While availability is a critical first step in using data to impact communities, it is just as important, if not more so, that the data be useable. Data that is highly fragmented, lacks standardization, in difficult to use formats, and/or lacking context and documentation is extremely difficult to build tools and analysis off of.
To address this need, the Saint Louis Regional Data Alliance is building the Regional Entity Database (REDB), a unified database of land parcel data. Pulling data from numerous local government departments and with a schema designed to be understandable by the average citizen, REDB will serve as single source of truth for parcel data.

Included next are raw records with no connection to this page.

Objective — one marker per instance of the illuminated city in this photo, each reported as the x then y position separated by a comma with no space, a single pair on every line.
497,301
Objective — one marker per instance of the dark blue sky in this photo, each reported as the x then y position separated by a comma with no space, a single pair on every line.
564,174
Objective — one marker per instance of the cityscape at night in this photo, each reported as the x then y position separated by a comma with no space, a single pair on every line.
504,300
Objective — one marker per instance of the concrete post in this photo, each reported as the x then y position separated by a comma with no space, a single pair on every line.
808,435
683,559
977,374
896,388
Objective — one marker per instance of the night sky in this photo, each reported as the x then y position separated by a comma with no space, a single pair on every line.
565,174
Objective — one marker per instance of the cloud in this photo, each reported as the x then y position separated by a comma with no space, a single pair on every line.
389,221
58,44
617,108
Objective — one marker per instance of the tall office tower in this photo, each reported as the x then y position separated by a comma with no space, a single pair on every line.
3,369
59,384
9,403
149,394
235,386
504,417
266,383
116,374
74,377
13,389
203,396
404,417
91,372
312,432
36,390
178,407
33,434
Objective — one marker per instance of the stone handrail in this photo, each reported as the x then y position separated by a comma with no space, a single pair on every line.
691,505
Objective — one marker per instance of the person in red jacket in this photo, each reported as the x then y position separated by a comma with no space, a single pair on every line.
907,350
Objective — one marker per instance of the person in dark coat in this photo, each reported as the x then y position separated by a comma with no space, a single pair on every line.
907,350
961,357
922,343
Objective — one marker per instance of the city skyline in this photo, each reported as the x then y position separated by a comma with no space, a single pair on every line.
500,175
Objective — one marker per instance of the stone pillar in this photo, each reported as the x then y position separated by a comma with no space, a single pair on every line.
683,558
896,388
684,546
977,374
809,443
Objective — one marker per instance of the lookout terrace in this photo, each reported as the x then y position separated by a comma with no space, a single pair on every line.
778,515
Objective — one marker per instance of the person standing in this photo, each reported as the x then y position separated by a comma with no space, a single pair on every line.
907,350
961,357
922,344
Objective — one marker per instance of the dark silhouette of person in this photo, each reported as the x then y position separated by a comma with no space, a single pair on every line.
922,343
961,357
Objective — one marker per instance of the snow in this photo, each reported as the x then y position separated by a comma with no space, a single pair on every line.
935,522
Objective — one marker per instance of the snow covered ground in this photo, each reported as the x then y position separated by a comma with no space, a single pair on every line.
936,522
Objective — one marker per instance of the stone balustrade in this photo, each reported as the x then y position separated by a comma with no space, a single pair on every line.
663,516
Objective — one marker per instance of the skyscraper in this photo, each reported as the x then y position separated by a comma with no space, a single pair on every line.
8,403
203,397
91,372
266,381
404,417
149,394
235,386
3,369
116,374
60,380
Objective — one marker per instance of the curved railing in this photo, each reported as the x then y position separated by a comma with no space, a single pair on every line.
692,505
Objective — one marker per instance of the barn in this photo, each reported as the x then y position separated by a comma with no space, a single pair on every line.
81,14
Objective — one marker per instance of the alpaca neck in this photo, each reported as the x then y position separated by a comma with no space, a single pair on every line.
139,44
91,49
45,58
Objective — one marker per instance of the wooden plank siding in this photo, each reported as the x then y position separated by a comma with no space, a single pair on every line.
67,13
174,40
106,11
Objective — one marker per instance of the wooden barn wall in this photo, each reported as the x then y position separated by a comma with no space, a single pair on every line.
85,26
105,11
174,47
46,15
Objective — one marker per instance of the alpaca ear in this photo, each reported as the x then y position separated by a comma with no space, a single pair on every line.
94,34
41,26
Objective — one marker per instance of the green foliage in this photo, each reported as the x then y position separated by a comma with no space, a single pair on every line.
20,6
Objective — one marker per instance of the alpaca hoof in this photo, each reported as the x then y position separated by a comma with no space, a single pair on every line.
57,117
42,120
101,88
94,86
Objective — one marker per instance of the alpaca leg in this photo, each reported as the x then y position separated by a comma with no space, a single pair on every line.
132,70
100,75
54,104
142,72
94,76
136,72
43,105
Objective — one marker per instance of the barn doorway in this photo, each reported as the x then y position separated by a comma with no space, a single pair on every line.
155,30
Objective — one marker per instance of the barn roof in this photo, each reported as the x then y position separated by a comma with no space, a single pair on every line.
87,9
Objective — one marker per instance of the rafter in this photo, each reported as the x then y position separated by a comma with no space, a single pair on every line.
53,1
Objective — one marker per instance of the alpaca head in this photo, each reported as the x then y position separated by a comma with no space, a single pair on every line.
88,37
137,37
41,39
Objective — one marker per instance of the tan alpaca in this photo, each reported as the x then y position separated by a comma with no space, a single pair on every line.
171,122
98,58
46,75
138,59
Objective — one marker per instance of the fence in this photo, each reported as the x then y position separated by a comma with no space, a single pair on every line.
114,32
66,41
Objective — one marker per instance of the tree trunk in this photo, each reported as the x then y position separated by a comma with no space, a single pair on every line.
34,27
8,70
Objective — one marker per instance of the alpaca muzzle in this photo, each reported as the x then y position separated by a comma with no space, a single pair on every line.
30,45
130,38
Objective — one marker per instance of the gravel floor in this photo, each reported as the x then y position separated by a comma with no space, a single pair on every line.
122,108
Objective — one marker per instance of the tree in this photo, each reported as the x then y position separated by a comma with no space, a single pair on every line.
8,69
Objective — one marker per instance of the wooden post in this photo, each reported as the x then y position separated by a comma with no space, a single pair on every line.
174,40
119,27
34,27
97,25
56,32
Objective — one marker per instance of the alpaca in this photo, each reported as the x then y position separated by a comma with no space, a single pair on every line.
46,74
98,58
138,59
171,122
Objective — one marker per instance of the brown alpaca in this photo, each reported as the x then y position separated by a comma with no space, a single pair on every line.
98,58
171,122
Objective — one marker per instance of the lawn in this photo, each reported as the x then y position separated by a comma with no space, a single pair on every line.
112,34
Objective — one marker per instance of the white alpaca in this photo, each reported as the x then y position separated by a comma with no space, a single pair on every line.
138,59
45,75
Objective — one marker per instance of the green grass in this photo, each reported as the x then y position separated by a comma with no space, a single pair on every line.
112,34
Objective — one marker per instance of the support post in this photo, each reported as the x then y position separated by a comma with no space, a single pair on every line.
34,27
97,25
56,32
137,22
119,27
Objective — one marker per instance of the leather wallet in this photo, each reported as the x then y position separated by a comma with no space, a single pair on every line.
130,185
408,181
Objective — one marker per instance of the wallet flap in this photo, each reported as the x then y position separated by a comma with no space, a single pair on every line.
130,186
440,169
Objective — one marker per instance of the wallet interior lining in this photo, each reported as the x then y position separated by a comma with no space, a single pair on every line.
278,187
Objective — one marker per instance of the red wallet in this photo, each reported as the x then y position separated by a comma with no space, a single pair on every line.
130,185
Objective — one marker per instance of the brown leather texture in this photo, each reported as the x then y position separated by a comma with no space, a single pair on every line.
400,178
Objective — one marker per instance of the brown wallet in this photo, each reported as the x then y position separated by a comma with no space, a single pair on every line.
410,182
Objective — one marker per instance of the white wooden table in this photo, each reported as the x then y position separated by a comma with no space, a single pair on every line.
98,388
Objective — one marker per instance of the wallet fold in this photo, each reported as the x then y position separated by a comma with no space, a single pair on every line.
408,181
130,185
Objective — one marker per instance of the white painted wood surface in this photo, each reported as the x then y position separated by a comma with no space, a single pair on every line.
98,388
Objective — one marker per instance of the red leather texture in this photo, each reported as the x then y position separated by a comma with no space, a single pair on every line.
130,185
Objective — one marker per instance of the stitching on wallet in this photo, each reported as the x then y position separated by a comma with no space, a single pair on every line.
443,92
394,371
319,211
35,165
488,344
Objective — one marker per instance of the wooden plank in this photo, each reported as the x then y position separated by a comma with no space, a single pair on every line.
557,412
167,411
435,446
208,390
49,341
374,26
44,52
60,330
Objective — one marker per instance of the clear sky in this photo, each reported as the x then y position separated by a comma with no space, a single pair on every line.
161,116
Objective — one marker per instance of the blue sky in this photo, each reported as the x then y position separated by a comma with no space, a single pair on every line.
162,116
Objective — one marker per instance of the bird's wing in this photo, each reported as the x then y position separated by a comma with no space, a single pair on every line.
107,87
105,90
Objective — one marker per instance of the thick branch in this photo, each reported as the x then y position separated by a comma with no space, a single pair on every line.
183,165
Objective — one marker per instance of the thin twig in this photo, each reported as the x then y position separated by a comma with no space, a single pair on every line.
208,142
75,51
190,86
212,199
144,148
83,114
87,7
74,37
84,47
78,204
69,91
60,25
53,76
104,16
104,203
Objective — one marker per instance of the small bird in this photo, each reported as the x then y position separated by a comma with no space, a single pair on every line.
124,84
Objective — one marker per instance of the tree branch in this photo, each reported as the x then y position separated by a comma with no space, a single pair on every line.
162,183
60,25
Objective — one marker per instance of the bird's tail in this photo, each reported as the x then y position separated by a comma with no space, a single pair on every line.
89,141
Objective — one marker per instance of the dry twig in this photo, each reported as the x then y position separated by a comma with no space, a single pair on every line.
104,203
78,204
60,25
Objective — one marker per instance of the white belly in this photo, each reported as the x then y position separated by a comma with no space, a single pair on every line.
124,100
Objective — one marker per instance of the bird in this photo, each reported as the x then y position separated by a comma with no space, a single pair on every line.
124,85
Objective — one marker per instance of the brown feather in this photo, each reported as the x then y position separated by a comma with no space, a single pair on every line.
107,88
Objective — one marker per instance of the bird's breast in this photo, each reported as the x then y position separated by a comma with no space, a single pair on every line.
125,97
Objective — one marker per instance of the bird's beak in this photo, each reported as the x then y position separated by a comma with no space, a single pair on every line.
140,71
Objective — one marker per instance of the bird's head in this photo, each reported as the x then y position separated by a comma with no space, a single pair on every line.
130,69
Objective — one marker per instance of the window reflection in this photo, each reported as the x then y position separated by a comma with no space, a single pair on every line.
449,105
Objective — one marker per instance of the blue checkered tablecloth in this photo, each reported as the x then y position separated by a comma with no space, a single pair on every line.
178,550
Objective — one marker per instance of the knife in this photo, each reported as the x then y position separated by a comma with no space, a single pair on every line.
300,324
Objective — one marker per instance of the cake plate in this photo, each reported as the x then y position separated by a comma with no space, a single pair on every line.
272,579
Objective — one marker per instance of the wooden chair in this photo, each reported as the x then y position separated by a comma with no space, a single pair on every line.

REDB is being built entirely in AWS, with an eye on being reproducible by other organizations and municipalities. To that end, all code associated with this project is being made available on Github, in three repositories.
-
REDB-Platform contains a Terraform module that builds an Airflow cluster that will run and manage the ETL processes that will create, maintain, and update REDB. Run in isolation, this will create a functioning Airflow cluster and nothing more.
-
REDB-Infrastructure builds on the above. It contains Terraform code that pulls in the module above, and adds an S3 bucket (for the Airflow workers to use in their processes) and an Aurora PostGreSQL database (REDB). Run in isolation, this will creating everything an organization needs to start building out their own data workflows.
-
REDB-Workflows contains the DAGs, scripts, and other files that the Airflow cluster will run. This piece is the most Saint Louis specific, but is being provided to serve as an example for other municipalities, and to provide visibility into REDB's working processes.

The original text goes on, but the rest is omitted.